Auf dem Tische der geehrten Stammgäste befand sich eine Talgkerze, die sich durch ihre übergroße Schlankheit mit Mühe auf dem hölzernen, von verdächtiger Sauberkeit zeugenden Leuchter erhaltend, so trübselig brannte, daß es schien, als stünde sie im Begriffe jeden Augenblick zu erlöschen. Im Uebrigen war es so finster in dem Zimmer, welches am schlagendsten den Begriff der Kleinheit und Unsauberkeit deutlich machen konnte, daß man genau Hinsehen mußte, wollte man unter den Flaschen und Gläsern des Ausschenktisches den Kopf eines Mädchens erkennen, welches die Dienste einer Aufwärterin verrichtete und trotz des geistreichen Gespräches der vier Herren auf einem Stuhle sanft entschlummert war. –
Es war schon spät in der Nacht, der schnarrende Schlag der in ihrem Räderwerk verrosteten Wanduhr verkündigte drei viertel auf zwölf. Draußen tobte ein furchtbarer Sturm und rüttelte zornig an dem morschen Fachwerk des niedrigen Hauses, dessen Fenster unter den gewichtigen Schlägen des herabströmenden Regens klirrend zu zerspringen drohten.

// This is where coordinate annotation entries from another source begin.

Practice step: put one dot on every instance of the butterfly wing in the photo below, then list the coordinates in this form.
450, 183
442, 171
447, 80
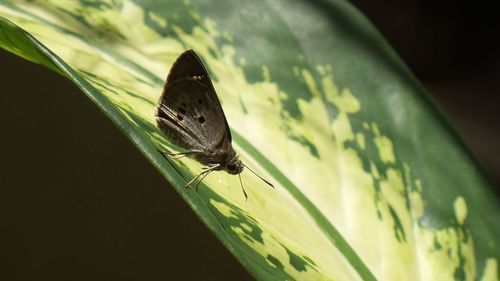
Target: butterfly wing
189, 112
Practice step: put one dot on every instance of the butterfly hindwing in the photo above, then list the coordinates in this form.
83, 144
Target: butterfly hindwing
189, 112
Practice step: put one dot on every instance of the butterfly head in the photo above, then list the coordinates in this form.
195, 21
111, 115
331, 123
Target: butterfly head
234, 166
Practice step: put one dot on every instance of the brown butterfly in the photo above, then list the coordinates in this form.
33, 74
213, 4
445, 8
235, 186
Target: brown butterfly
191, 117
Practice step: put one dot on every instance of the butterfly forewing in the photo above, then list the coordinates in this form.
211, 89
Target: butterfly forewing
189, 112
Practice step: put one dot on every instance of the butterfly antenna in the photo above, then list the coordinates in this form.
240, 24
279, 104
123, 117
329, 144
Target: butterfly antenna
259, 176
243, 188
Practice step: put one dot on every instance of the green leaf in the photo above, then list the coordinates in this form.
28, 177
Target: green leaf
371, 182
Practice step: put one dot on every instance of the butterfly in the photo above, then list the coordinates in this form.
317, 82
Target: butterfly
190, 116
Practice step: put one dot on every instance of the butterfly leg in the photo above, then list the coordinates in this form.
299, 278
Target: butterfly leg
178, 155
204, 174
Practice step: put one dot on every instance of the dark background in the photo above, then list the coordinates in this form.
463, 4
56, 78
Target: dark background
79, 202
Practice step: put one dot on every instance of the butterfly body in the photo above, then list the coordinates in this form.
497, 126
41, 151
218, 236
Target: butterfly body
191, 117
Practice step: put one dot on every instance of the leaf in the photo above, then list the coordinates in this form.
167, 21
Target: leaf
371, 182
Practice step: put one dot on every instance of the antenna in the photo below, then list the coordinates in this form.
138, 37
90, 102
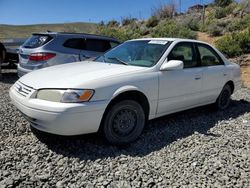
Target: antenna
180, 5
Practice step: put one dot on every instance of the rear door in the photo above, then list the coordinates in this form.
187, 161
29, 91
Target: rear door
93, 48
214, 73
180, 89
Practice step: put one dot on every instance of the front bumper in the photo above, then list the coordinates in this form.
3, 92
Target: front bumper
60, 118
22, 71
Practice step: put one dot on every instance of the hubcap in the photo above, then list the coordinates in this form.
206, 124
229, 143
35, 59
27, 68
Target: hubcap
124, 122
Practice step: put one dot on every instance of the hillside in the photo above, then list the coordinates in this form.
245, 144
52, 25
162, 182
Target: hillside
23, 31
225, 24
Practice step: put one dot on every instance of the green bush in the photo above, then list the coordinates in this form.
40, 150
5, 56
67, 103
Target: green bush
113, 23
228, 46
223, 3
171, 29
220, 12
214, 29
121, 34
234, 44
239, 24
191, 21
128, 20
152, 21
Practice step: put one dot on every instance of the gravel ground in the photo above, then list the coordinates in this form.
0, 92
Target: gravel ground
196, 148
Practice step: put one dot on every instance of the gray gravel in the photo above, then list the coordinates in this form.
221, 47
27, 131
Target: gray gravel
196, 148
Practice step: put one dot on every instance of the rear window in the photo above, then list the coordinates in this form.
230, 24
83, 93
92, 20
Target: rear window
37, 41
75, 43
97, 45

Die Herren rüsteten sich eben zum Aufbruch, als es plötzlich ganz leise an die Fensterscheiben klopfte. Erschreckt richteten sich alle Blicke dahin – nichts war zu sehen; freilig lag die Schuld einzig und allein an der Gesellschaft, die durch das angreifende Spiel der Geistesgegenwart beraubt, einer geraumen Zeit bedurfte, ehe ihr einleuchtete, daß das einzige Licht von so bescheidener Zurückhaltung war, daß es nur spärlich eine Nußschaale erhellt haben würde.

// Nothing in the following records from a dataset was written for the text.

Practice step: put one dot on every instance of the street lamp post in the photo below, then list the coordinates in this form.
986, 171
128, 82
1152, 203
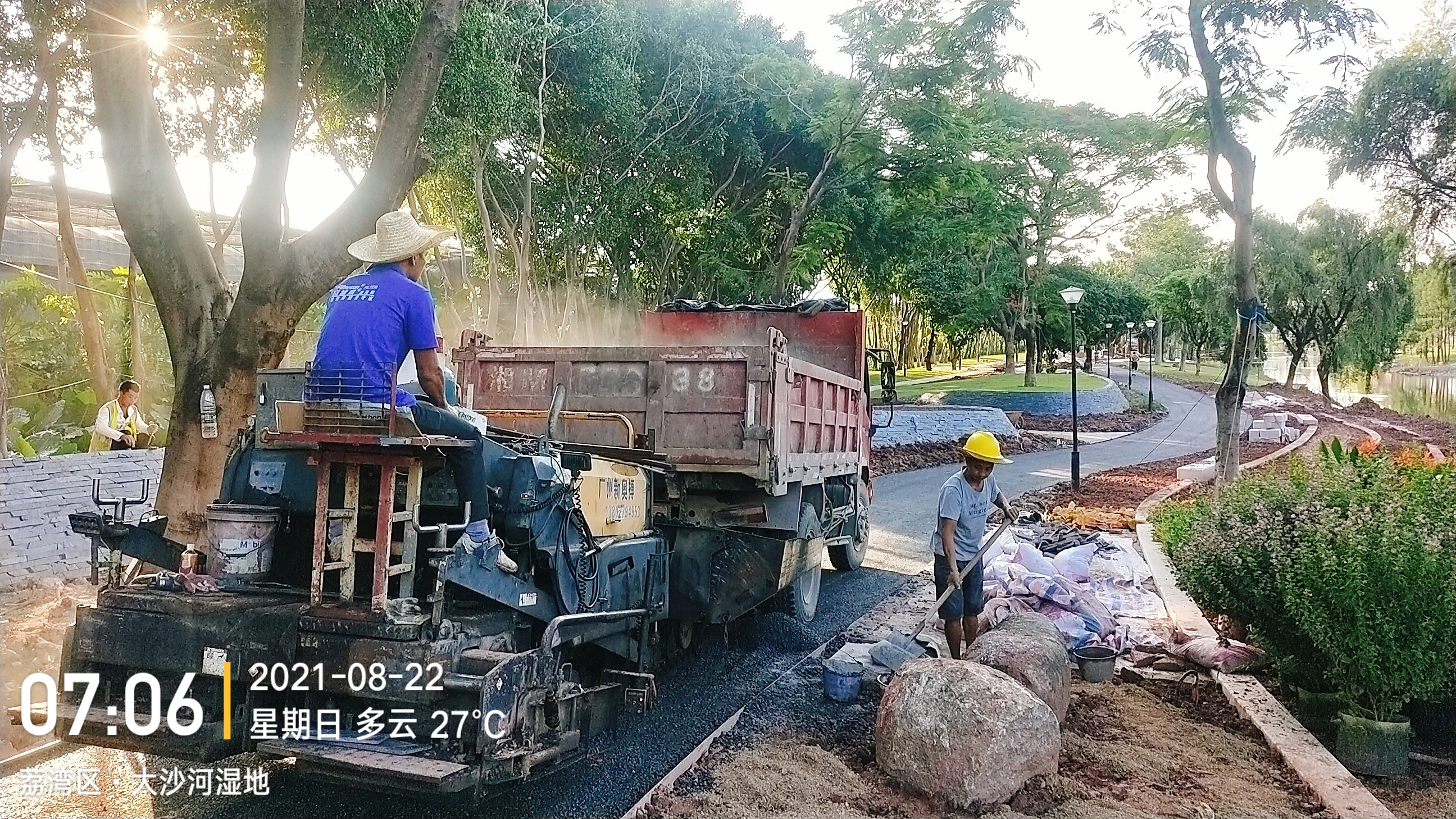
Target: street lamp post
1072, 296
1130, 325
1150, 324
1108, 327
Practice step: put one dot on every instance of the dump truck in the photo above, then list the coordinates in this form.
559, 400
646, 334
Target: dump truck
643, 492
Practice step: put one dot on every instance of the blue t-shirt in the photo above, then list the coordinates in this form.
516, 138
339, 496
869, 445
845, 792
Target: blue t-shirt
960, 502
372, 320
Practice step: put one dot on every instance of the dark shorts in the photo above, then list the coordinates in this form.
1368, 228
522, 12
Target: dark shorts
967, 602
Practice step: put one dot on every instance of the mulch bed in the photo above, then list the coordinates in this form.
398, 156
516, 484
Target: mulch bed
1129, 422
1129, 486
1417, 429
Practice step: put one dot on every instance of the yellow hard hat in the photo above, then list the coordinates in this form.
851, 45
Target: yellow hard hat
985, 447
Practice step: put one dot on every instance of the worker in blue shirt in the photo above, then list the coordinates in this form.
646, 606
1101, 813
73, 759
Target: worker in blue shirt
370, 322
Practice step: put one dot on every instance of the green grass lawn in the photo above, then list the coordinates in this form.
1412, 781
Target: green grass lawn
1004, 383
1212, 374
940, 369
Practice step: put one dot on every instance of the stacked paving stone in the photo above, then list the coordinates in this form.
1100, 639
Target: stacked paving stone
37, 497
1279, 426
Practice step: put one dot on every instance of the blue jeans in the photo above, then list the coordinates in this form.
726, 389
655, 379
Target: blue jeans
466, 462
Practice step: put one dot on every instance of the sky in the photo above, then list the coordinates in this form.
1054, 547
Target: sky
1072, 65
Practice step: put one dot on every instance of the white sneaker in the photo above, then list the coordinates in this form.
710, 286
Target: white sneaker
484, 548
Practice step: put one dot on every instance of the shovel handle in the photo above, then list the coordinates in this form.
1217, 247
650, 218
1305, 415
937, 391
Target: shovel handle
951, 588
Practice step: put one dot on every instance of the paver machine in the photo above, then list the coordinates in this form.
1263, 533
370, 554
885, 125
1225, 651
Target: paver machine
641, 493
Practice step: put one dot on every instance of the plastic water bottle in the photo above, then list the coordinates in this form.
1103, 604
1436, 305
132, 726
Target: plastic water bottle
208, 413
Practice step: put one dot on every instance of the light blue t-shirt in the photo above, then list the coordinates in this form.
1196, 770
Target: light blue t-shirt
960, 502
370, 322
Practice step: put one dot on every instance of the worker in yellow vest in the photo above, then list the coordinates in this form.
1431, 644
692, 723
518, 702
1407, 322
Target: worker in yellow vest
120, 423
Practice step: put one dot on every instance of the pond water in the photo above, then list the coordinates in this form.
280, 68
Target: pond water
1416, 388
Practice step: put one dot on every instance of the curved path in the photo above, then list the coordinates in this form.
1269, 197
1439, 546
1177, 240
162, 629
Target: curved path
904, 502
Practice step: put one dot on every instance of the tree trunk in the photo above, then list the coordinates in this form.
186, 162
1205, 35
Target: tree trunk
1033, 356
1295, 357
216, 339
137, 363
92, 335
1240, 207
5, 386
28, 116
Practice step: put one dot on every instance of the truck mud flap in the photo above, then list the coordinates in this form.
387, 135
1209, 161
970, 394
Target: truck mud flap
373, 770
720, 575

Das Klopfen wiederholte sich. Mit Muth und Entschlossenheit, wie der gefährliche Augenblick erheischte, faßten acht Hände zugleich nach dem Leuchter und vier Stimmen schrieen gewaltig nach Hülfe. Erschrocken fiel die Aufwärterin beinahe vom Stuhle und erkundigte sich schlaftrunken nach der Ursache des allgemeinen Aufruhrs. Einige stumme Andeutungen genügten, ihr Alles zu erklären, und mit mehr Muth, als man einem Weibe zumuthet, ergriff sie das schwindsüchtige Licht und erhellte nach Möglichkeit das verdächtige Fenster. Ein bleiches, jugendliches Gesicht zeigte sich durch die Scheiben und eine vor Frost zitternde Stimme bat dringend um Einlaß.

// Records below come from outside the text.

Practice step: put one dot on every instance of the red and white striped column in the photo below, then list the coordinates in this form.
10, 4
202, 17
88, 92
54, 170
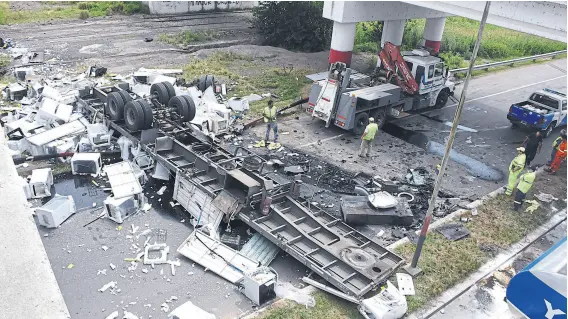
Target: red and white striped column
433, 33
393, 30
342, 42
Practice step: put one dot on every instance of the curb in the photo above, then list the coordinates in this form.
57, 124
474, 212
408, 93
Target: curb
451, 215
489, 267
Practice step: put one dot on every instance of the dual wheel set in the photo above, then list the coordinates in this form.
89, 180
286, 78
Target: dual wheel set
139, 115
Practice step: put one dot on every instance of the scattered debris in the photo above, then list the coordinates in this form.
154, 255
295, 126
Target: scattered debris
545, 198
388, 304
288, 291
405, 284
56, 211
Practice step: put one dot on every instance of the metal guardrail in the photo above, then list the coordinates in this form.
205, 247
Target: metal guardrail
509, 62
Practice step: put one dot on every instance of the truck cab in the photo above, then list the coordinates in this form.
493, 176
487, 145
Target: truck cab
544, 110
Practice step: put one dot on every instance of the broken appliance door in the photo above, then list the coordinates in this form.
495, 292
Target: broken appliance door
120, 209
41, 182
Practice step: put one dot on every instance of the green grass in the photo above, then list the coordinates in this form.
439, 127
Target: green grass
288, 84
446, 263
327, 307
55, 10
459, 37
188, 37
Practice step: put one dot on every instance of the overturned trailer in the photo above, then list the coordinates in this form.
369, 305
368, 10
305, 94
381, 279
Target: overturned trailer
214, 184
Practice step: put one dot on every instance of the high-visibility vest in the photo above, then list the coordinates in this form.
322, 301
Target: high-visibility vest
371, 129
518, 163
269, 114
525, 182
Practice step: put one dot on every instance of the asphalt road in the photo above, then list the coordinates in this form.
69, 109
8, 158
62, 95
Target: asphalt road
491, 142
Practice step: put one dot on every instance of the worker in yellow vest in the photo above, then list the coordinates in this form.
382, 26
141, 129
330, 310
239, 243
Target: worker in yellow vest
525, 183
515, 169
271, 124
368, 137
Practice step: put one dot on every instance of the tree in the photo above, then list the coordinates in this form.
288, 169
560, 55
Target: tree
293, 25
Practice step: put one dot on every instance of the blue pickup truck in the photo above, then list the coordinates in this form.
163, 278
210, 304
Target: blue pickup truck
544, 110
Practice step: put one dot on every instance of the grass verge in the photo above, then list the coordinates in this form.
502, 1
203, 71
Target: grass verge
54, 10
446, 263
188, 37
287, 83
497, 227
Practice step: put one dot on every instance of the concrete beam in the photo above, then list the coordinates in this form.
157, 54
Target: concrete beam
360, 11
29, 288
542, 18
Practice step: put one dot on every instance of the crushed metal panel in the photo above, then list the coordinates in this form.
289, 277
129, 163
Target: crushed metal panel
198, 203
122, 180
260, 249
341, 255
73, 127
213, 255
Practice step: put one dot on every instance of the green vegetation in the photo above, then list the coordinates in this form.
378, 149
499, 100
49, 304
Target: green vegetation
69, 10
446, 263
327, 307
285, 82
459, 37
188, 37
296, 25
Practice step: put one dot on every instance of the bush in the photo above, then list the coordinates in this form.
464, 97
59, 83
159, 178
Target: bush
83, 15
293, 25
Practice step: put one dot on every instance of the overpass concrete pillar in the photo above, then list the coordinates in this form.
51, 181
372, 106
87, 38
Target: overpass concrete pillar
433, 31
342, 42
393, 30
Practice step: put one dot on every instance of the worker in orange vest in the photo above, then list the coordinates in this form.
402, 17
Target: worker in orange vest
560, 156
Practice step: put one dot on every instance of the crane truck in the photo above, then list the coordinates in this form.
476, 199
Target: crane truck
402, 83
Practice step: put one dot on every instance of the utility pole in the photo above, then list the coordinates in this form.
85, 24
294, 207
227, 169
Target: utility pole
412, 269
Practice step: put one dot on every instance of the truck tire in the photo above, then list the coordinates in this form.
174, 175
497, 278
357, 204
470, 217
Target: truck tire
125, 96
442, 99
380, 116
191, 109
134, 116
170, 89
549, 129
160, 92
115, 106
148, 116
361, 122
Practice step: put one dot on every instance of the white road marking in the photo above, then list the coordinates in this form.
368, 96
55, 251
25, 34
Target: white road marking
324, 140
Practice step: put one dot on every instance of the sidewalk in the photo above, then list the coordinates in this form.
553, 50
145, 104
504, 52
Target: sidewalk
486, 300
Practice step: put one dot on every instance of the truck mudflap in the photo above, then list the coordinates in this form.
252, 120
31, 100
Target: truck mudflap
344, 257
323, 107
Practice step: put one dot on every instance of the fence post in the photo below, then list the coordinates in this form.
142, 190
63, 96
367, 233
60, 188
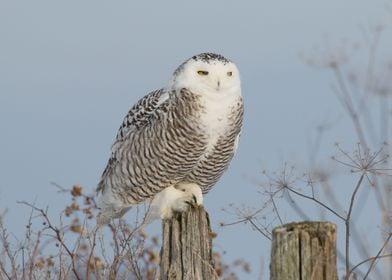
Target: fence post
186, 251
304, 251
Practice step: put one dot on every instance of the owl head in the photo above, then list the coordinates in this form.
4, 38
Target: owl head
207, 74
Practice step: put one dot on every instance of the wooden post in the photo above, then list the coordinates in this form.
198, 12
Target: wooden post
186, 251
304, 251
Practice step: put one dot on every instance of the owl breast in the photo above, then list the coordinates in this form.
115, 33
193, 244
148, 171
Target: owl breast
222, 123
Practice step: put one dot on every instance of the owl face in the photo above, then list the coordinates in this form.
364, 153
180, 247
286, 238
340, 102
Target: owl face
208, 74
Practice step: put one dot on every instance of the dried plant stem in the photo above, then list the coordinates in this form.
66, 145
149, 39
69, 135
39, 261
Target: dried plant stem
347, 223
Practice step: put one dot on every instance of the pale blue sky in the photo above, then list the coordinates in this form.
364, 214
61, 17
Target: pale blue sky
69, 71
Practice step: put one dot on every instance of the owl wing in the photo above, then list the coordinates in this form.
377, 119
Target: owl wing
139, 115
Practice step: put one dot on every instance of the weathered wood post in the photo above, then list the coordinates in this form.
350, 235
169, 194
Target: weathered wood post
304, 251
186, 251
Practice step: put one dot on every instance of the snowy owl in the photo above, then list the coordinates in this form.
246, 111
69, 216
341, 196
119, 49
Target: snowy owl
175, 143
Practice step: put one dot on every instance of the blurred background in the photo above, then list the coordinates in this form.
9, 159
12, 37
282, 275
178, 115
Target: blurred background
69, 72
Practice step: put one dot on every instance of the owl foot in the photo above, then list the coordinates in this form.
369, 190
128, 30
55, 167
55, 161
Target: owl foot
175, 199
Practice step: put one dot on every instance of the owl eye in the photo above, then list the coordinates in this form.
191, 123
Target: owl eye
202, 73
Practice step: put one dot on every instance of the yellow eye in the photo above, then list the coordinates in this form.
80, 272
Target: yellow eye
202, 73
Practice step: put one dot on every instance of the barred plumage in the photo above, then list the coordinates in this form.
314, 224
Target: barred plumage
180, 138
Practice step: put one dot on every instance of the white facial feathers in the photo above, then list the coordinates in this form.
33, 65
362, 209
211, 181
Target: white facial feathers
207, 74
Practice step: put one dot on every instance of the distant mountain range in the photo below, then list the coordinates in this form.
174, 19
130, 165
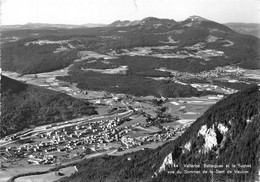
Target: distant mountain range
225, 138
245, 28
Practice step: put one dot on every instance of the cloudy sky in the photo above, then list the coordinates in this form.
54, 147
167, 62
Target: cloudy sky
107, 11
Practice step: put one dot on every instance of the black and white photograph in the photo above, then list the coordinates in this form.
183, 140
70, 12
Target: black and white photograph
130, 90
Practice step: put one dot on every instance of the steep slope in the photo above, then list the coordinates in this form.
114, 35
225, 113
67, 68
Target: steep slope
227, 134
26, 105
245, 28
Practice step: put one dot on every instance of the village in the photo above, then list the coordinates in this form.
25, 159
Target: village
72, 142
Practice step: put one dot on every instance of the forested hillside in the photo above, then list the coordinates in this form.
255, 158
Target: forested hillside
237, 145
26, 106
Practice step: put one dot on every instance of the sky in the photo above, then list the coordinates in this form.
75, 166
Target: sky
106, 11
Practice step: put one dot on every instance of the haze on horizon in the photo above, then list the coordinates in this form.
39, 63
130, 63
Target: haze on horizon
107, 11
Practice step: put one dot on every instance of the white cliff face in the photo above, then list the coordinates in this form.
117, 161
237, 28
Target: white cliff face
167, 162
210, 137
187, 146
203, 130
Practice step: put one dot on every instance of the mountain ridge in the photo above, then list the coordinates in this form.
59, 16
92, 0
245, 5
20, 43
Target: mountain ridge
239, 148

Die Magd ging, um zu öffnen, während die etwas beruhigten, von Gespensterfurcht ergriffenen Gäste erwartungsvoll nach der Thüre blickten. Ein junger, ganz durchnäßter Mann trat mit einem bescheidenen Guten Abend herein. Sein, obgleich dürftiges Aeußere verrieth einen auf einer Fußreise begriffenen Studenten, weshalb sich die Spießbürger auch veranlaßt sahen, seine Höflichkeit mit einem » bonus dies»« zu erwidern. Ohne ihnen aber eine weitere Rücksicht zu schenken, warf sich Jener nach einigen leise mit der Magd gewechselten Worten auf eine Bank, schob sein kleines Felleisen unter den Kopf und legte sich zum Schlafen zurecht. Auf alle Fragen der neugierigen Herren blieb er stumm, die sich endlich verdrießlich entfernten.
Kaum waren sie jedoch aus dem Hause, als der Student lebhaft aufsprang und sich an die Aufwärterin mit der Frage wendete:
»Wohnt noch Frau von H… in Friedersdorf?«
»Ja; eine sonderbare Frau,« entgegnete das Mädchen.
»Kommt sie oft in die Stadt?« fragte der junge Mann weiter, ohne ihre Bemerkung zu beachten.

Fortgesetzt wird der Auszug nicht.